The announcement by Honeywell (ranked #456 in The Global 5000) that it is splitting into three companies might very well have marked the end of the era of conglomerates.

A few years back, GE went down a similar path and split itself up into three pieces. The main GE company (ranked #207) was a $122 billion firm at one point and is now in the $65-70 billion range.

Indeed conglomerates seem to be a thing of the past and GE was perhaps the best known of the bunch. Multiple businesses all bunched together under one parent name with sometimes odd initiatives to consolidate various functions but product management functions left to the individual entities.

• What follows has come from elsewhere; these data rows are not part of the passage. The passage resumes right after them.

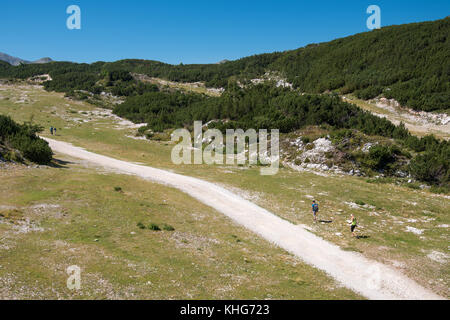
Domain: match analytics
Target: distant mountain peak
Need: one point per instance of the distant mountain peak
(14, 61)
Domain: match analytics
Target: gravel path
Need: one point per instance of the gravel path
(366, 277)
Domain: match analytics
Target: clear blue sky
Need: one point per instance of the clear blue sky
(193, 31)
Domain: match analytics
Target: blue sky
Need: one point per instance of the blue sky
(190, 31)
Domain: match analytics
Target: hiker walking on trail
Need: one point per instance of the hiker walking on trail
(353, 225)
(315, 209)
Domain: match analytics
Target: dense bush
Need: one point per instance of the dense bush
(24, 138)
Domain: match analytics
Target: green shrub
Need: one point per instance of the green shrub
(167, 227)
(140, 225)
(154, 227)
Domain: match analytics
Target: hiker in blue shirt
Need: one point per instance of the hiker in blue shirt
(315, 209)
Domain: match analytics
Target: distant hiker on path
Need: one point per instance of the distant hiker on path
(353, 225)
(315, 209)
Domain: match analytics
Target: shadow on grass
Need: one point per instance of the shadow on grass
(60, 164)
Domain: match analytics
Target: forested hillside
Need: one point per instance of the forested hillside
(265, 106)
(410, 63)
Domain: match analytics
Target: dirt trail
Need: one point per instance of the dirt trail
(369, 278)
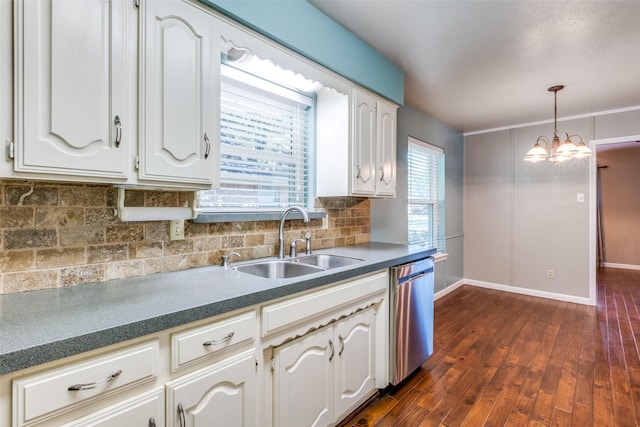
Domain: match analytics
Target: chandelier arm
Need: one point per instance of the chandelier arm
(544, 139)
(555, 113)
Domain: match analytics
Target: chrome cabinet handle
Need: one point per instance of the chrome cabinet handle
(359, 174)
(182, 419)
(207, 145)
(100, 383)
(118, 125)
(220, 341)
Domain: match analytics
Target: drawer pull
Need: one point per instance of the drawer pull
(182, 418)
(89, 386)
(220, 341)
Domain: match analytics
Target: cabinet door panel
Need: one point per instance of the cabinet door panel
(364, 143)
(71, 69)
(354, 368)
(386, 163)
(303, 381)
(224, 394)
(178, 94)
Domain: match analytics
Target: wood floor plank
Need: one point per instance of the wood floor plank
(515, 360)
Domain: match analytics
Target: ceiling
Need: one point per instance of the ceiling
(479, 65)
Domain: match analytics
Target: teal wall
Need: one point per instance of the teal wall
(301, 27)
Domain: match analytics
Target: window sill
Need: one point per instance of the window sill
(213, 217)
(440, 256)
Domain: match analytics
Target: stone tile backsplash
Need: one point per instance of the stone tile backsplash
(54, 234)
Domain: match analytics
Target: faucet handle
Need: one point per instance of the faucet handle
(293, 249)
(307, 247)
(225, 259)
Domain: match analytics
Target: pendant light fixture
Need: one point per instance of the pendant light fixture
(554, 150)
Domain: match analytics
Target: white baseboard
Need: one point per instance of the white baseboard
(448, 289)
(530, 292)
(623, 266)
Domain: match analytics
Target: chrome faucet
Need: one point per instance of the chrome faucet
(305, 216)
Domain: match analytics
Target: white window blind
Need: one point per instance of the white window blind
(425, 164)
(265, 146)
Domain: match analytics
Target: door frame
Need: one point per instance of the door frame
(593, 172)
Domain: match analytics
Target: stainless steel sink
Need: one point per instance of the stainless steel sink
(277, 269)
(327, 261)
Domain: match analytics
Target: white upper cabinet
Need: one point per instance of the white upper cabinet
(72, 69)
(386, 145)
(364, 144)
(180, 95)
(356, 144)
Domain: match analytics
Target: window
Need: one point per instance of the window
(425, 164)
(266, 146)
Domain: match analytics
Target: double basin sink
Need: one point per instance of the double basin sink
(293, 267)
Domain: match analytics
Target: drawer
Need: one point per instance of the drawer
(282, 315)
(144, 410)
(194, 344)
(42, 396)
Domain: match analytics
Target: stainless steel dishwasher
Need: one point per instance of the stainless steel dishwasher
(411, 311)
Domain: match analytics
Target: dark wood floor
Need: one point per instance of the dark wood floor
(507, 359)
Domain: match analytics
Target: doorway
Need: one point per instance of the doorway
(593, 208)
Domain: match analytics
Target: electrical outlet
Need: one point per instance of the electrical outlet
(176, 229)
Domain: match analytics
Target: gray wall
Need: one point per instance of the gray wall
(522, 219)
(389, 216)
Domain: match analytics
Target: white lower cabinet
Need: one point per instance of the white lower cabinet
(211, 372)
(146, 410)
(354, 368)
(223, 394)
(321, 376)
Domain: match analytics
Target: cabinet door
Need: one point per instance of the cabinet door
(146, 410)
(303, 381)
(386, 156)
(221, 395)
(179, 130)
(363, 181)
(354, 363)
(72, 115)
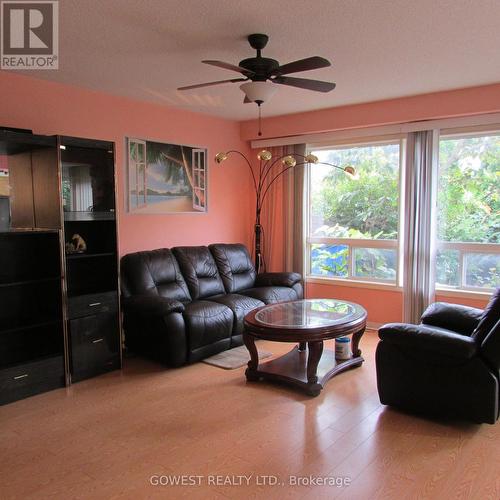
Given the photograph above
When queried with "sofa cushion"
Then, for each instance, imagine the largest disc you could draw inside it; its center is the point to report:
(200, 271)
(271, 294)
(240, 305)
(235, 266)
(206, 323)
(153, 272)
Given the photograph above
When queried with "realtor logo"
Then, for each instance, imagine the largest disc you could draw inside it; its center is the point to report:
(30, 34)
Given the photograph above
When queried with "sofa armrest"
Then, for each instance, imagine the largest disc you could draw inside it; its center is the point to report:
(278, 279)
(429, 338)
(458, 318)
(152, 305)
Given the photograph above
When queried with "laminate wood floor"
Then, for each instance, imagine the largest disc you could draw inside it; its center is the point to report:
(107, 437)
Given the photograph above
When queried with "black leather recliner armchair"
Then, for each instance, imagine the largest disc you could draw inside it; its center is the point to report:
(188, 303)
(448, 365)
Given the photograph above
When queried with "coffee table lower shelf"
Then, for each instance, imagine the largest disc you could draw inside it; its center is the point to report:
(291, 368)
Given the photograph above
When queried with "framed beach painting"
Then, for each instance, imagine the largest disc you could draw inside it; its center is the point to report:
(166, 178)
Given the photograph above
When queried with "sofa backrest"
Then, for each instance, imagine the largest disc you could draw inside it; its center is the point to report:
(235, 266)
(153, 272)
(200, 271)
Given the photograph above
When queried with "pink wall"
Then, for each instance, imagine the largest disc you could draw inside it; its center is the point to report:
(452, 103)
(51, 108)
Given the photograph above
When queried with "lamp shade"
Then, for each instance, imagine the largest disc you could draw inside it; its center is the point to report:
(259, 91)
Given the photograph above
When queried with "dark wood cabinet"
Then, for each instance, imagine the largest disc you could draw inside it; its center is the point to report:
(94, 345)
(59, 305)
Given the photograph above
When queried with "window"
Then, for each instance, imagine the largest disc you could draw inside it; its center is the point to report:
(353, 224)
(468, 232)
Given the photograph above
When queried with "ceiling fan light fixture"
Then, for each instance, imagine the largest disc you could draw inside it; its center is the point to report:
(259, 92)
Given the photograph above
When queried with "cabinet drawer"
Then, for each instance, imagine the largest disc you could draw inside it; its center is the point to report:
(94, 345)
(31, 378)
(85, 305)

Over the recent years, a more popular approach has been the holding company such as Warren Buffet’s Berkshire Hathaway (ranked #6) where the ownership is held by a parent but the operations are independent. It is a model that most private equity firms use. They don’t want to run operating companies – just benefit from them.

There has been some chatter online that Amazon (ranked #2) is a modern day conglomerate with main businesses in (a) online shopping (b) AWS web services and (c) media with Prime Video. They make a good case.

In some ways, companies in other countries like Japan with their typical keiretsu (like Mitsubishi) and chaebols in South Korea (LG) operate somewhat like a conglomerate with various entities connected and benefitting from family-friendly business arrangements.

It has been interesting to watch the evolution and trends – and we’re probably not done evolving yet.